Main Page | Report this Page
Computers Forum Index  »  Computer Compilers  »  parser generator terminology...
Page 1 of 1    

parser generator terminology...

Author Message
Ralph Boland...
Posted: Sun Sep 06, 2009 4:56 pm
Guest
I am designing my own parser generator tool (please don't advise me on
the wisdom of creating yet another parser generator tool) and am
trying to sort out the terminology so that I can name my classes,
methods and variables (identifiers).

Some things are clear. The specification of the syntax of a language
is a grammar. The grammar consists of a set of productions or rules.
Each production has a name and a right hand side consisting of
terminals and nonterminals. Based on the grammar a parser is built
for constructing a parse tree from a given input program (sentence).
In addition a sentence in a language consists of a set of words. The
parser uses a scanner to decompose an input program into its words.
Words are classified into types called lexemes instances of which are
called tokens. The tokens correspond to the nonterminals of the
grammar.

From here things are less clear to me.

1) Is there a name for the definition of the set of tokens; preferably
a short name useful for naming identifiers? (I do not like regular
definition since it implies a set of rules I do not follow.)

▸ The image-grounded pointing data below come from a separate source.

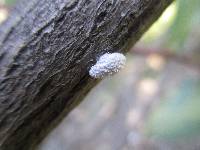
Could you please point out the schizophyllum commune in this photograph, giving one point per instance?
(108, 64)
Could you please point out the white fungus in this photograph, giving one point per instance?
(108, 64)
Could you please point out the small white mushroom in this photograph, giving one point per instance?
(108, 64)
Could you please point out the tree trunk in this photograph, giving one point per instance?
(46, 50)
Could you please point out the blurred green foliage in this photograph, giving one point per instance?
(8, 2)
(187, 19)
(177, 117)
(178, 114)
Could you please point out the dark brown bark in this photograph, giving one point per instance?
(46, 49)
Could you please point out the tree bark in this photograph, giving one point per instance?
(46, 50)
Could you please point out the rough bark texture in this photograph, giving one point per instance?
(46, 49)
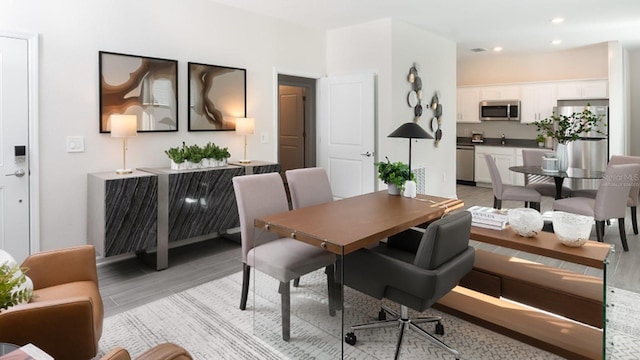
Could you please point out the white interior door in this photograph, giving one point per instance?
(14, 148)
(346, 133)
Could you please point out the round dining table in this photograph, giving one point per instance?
(559, 176)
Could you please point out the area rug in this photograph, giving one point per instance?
(207, 322)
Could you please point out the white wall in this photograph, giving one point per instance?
(71, 34)
(588, 62)
(390, 48)
(437, 59)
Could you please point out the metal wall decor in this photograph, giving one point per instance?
(414, 99)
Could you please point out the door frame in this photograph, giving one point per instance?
(33, 138)
(276, 100)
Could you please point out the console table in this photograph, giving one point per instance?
(153, 207)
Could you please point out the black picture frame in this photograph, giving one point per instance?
(217, 96)
(139, 85)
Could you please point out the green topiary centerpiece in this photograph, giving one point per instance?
(394, 173)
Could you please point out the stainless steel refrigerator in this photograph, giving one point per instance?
(591, 151)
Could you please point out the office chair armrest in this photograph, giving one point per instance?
(408, 240)
(382, 271)
(50, 325)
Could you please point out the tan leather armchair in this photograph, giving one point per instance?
(166, 351)
(64, 318)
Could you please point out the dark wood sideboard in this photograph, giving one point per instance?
(153, 207)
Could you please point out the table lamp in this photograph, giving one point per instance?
(410, 130)
(245, 126)
(124, 126)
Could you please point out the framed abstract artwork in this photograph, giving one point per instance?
(138, 85)
(217, 97)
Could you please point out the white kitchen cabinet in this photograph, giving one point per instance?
(537, 102)
(500, 93)
(583, 89)
(505, 158)
(468, 99)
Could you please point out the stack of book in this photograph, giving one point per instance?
(490, 218)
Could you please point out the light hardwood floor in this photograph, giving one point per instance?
(130, 282)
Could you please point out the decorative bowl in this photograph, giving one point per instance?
(572, 229)
(525, 222)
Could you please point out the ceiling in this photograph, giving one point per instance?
(518, 26)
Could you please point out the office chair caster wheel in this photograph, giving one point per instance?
(350, 338)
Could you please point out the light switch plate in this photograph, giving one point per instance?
(75, 144)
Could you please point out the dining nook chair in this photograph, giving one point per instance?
(502, 192)
(610, 201)
(284, 259)
(632, 201)
(545, 185)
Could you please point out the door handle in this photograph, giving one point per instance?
(18, 173)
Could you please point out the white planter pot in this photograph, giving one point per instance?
(392, 189)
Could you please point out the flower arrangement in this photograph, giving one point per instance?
(394, 173)
(565, 129)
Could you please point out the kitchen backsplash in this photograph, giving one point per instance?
(495, 129)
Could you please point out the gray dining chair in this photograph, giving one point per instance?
(610, 201)
(414, 269)
(545, 185)
(285, 259)
(502, 192)
(632, 201)
(308, 186)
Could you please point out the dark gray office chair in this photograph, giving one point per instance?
(501, 192)
(414, 269)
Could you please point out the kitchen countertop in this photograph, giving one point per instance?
(519, 143)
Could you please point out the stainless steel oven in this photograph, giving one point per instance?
(465, 159)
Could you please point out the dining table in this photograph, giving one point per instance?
(559, 176)
(341, 227)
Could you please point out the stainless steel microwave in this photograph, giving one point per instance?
(500, 110)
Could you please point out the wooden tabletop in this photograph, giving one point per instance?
(547, 244)
(346, 225)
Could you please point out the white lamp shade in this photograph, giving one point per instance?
(245, 126)
(124, 125)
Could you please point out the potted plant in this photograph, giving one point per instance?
(13, 289)
(177, 158)
(394, 175)
(565, 129)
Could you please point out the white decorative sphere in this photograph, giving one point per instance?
(525, 221)
(572, 229)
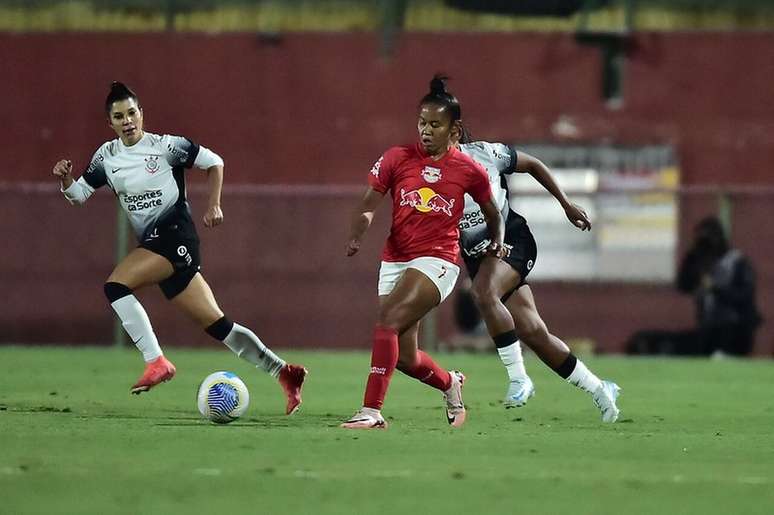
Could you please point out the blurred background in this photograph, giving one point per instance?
(653, 114)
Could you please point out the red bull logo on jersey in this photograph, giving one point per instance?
(426, 200)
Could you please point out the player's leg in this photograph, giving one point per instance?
(409, 296)
(555, 353)
(139, 268)
(418, 364)
(198, 302)
(493, 280)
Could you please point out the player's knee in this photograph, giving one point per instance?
(392, 317)
(532, 330)
(485, 296)
(115, 291)
(407, 360)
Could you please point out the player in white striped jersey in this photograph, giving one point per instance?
(500, 289)
(146, 172)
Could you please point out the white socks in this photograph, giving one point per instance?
(584, 378)
(245, 344)
(513, 361)
(137, 325)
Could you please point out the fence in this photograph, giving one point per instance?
(277, 263)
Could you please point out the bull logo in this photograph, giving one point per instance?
(426, 200)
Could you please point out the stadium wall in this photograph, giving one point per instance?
(319, 109)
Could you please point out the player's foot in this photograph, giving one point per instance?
(365, 418)
(157, 371)
(604, 398)
(455, 408)
(519, 392)
(291, 378)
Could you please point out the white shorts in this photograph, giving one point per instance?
(441, 272)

2) Most parser generator tools actually use attribute grammars, which
have attributes or semantic actions, and build abstract syntax trees.
In my system the grammar is not attributed and instead a separate
table is used to define the attributes and semantic actions associated
with the grammar rules. I need a name for this table but don't know
what to call it. Possibilities are attribute table, transformation
table, and abstract syntax table. I don't like these though because
they lead to long identifier names. I am considering using tree morph
table, or just morph table. Individual entries in the morph table
would be called morphs. This works well for naming identifiers but
will be cryptic for anybody else but me. Can anybody make a better
suggestion than those I mentioned?

3) Most parser generator tools build parsers that call the scanner to
get tokens. In my system the parser calls a token fetcher that used
one or more scanners to get tokens and may then process its input
before returning its versions of tokens back to the parser. I do not
have a good name for the token fetcher. One possibility is to call
the scanner the lexer and the token fetcher the scanner. Can anybody
suggest a name for my token fetcher?

4) Some systems have specifications for defining methods for walking
over abstract syntax trees and making further transformations or
constructions. I am not planning to do this but am curious to know a
good name for such a specification preferably suitable for identifier
naming.

All suggestions much appreciated.

Ralph Boland
 
Hans-Peter Diettrich...
Posted: Sun Sep 06, 2009 11:34 pm
Guest
Ralph Boland schrieb:

Quote:
1) Is there a name for the definition of the set of tokens; preferably
a short name useful for naming identifiers? (I do not like regular
definition since it implies a set of rules I do not follow.)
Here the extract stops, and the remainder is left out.